I know anxious folks who know a lot about mindfulness, and I have friends who are balanced as f*ck without knowing much about yoga or meditation.
Why is that?
To be honest, this article is not going to give a final answer to this paradox—it’s probably causing even more questions.
As I am trying to find balance in my own life between caring and taking care of myself, I started wondering how we can find a balance between the two.
When I entered the world of mindfulness, my life was completely out of control: no job, drama with friends, and huge mental health issues. I did what every privileged brat would do; I took a yoga teacher training.
And that was a good idea. I learned a lot about my own patterns and started understanding how emotional instability caused a lot of suffering in my life. Emotional triggers were draining my energy, and insecurities made me run away instead of facing my challenges.
Substance abuse and an incredibly bad diet took their toll on my ability to deal with frustration. Yoga helped me a lot with that. Especially the practice of Yin Yoga taught me that sometimes less can be more. Sometimes we just need to consciously slow down our thoughts and check out for some time.
There are folks who are able to do this without any training—and there are infoholics like me who need help with that.
It was hard to accept the fact that thinking about problems, solutions, and the state of the world 24/7 caused my anxiety. Over time I implemented the concept of temporarily letting go into my life—and it (almost) worked.
But then it tipped over to the other extreme. After a friend of mine who is a yoga teacher suggested that I should rather watch inspirational content than the news, I spend endless hours watching gurus from around the world talking about mindfulness.
I didn’t change my pattern; I just moved toward a different topic.
Especially the talks of Sadhguru inspired me to let go of reality even more. I spent around three to five hours a day meditating, doing yoga, or journalling—all of that while religiously drinking smoothies and eating healthy. It’s probably not surprising that it felt quite good to live like that.
At the same time, I noticed how former friends started distancing themselves from me. I felt like it was time to let go of these people who didn’t even care about the new-age wisdom I kept talking about.
But I also noticed that being around folks who talk about real-world problems started giving me anxiety. I was feeling good in my self-created bubble but incapable of dealing with real issues.
“If it doesn’t flow, let it go” was the advice my yoga teachers gave me at that time.
After a while of trying to become the next Russell Brand by presenting my newfound positivity to the world, the old problems started showing up.
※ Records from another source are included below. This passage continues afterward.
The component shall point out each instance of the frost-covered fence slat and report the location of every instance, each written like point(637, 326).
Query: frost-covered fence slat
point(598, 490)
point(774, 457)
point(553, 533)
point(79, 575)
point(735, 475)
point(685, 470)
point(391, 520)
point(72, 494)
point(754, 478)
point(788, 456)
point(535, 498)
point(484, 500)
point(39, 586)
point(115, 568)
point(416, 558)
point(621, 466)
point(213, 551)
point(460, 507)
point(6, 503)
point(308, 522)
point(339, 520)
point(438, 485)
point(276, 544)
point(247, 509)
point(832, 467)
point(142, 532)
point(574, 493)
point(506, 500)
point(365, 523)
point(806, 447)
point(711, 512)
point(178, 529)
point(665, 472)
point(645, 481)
I needed to make money and find a balance between taking care of myself and taking responsibility.
With the help of yoga and meditation, I got pretty good at zoning out and ignoring everything besides the present moment. I was joking with friends that my nonattachment practice was just off the charts—and then someone said something pretty smart to me:
Dude, what’s the difference between zoning out all day and living a mindful life? Do you really think you are more mindful than a stressed-out activist because you chill all day?
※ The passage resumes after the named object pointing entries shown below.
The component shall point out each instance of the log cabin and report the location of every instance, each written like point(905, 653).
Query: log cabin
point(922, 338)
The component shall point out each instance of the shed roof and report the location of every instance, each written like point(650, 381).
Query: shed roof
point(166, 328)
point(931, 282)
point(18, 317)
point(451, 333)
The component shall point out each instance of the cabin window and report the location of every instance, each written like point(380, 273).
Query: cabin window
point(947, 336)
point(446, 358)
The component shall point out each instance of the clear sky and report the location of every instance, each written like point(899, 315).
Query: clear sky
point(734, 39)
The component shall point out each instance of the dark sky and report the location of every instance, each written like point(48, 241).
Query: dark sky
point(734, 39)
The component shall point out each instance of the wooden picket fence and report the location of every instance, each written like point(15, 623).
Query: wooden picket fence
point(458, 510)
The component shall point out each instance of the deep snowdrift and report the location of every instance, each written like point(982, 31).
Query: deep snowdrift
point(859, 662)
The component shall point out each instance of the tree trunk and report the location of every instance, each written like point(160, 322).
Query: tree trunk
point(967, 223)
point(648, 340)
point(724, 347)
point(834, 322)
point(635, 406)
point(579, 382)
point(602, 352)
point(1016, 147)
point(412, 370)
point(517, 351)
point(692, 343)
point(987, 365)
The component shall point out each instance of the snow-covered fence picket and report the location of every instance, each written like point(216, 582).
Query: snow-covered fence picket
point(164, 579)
And then I started taking a look around me. I was living in Costa Rica. Surrounded by mindful folks living the dream. Doing yoga all day, visiting occasional sound healings, or reading some Tarot cards—all good stuff. It seemed to work for these people.
But then I started running out of money—and it stopped working for me.
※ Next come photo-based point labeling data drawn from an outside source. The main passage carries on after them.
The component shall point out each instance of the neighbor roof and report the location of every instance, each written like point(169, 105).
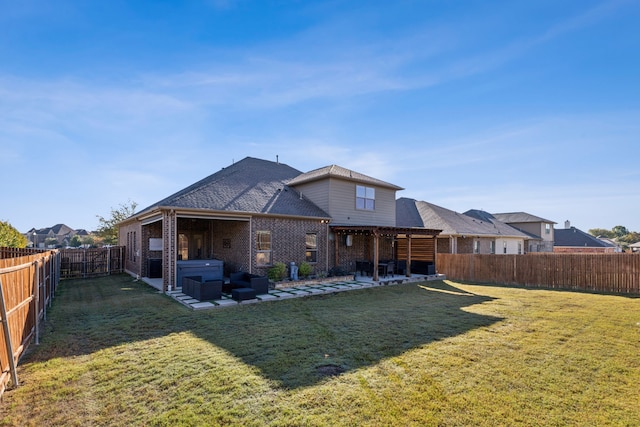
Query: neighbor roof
point(574, 237)
point(516, 217)
point(335, 171)
point(413, 213)
point(250, 185)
I asked some of the local gurus what to do about my situation because I really didn’t want to leave. Most of them told me something along the lines of believe and anything is possible.
Unfortunately, the concept of just believing and manifesting worked as well as the thoughts and prayers many of us express after deadly shootings in shopping malls. I lost my sh*t at these people. I started questioning the whole mindfulness jam. I felt ripped off.
I began reaching out to my old friends. I stopped practicing yoga and spending time on meditation. I started writing again and stopped ignoring the world around me—and it was super stressful. It broke me again.
In the meantime, many of my friends became pretty successful in their jobs. Unfortunately, a few of them also struggled with burnout. And to my surprise, some of them started meditating or doing yoga.
What fascinated me the most was that it worked for them.
I spent more than 10 years learning about several yoga traditions, reading books on breathwork, and watching hours of respected gurus on YouTube…and these folks took a few yoga classes and changed their life. What the f*ck? Who is their teacher? Where can I sign up?
But don’t get me wrong, I don’t regret any of the time spent on learning about mindfulness. I feel like I am close to finally getting it.
Yoga, meditation, and other practices that are designed to improve our well-being are beautiful tools to make our life better—but they are not self-sufficient.
If we meditate to calm our mind and set ourselves up to face challenges in life—awesome. If our goal is to spend the rest of our life to nail the perfect handstand—not sure about that.
These mindfulness tools are super helpful when we feel stressed out, but stress is not always a bad thing. If we never leave our comfort zone, we will most likely feel depressed at some point—at least, that’s my experience.
I am definitely not a supporter of folks who make fun of yoga while running toward burnout, but I am also not a fan of belittling the efforts of people who want to make the world a better place while not having time to visit sound healings.
As always, there needs to be balance.
I was laughing hard when a fellow yoga teacher told me that he participated in 58 Ayahuasca sessions in one year. I felt sorry for the dude who told me that he worked 80 hours per week for years before burning out.
There are behaviors in the world of yoga that make me cringe and laugh at the same time, and the same goes for the corporate world and its participants—but none of them is right or wrong, and I am not here to judge any of that.
I learned that there is a fine line between mindfulness and completely zoning out.
Many people say that money doesn’t bring happiness, and that is true. There are plenty of rich people who are more depressed than others living in poverty. I can certainly say that doing yoga all day doesn’t automatically create happiness—but it can help.
If you have enough cash to chill out all day and sniff essential oils for breakfast—awesome. But it is not a free ticket to bliss if our life has no meaning besides striking advanced yoga poses.
Mindfulness should never be an excuse to zone out and not care about the rest of the world and the people around us.
If we set boundaries to protect our bubble of ignorance, we are not helping anyone, and things might get worse. Not facing challenges in life while meditating all day is almost like using air-conditioning because we can’t deal with global warming—it only makes it worse.
As mentioned in the beginning, I don’t have the ultimate answer to this paradox, but I am still searching.
I have a feeling that many folks could use some more mindfulness in their life—but I also sense that some of us might need to step up their getting-things-done game and spend less time on zoning out.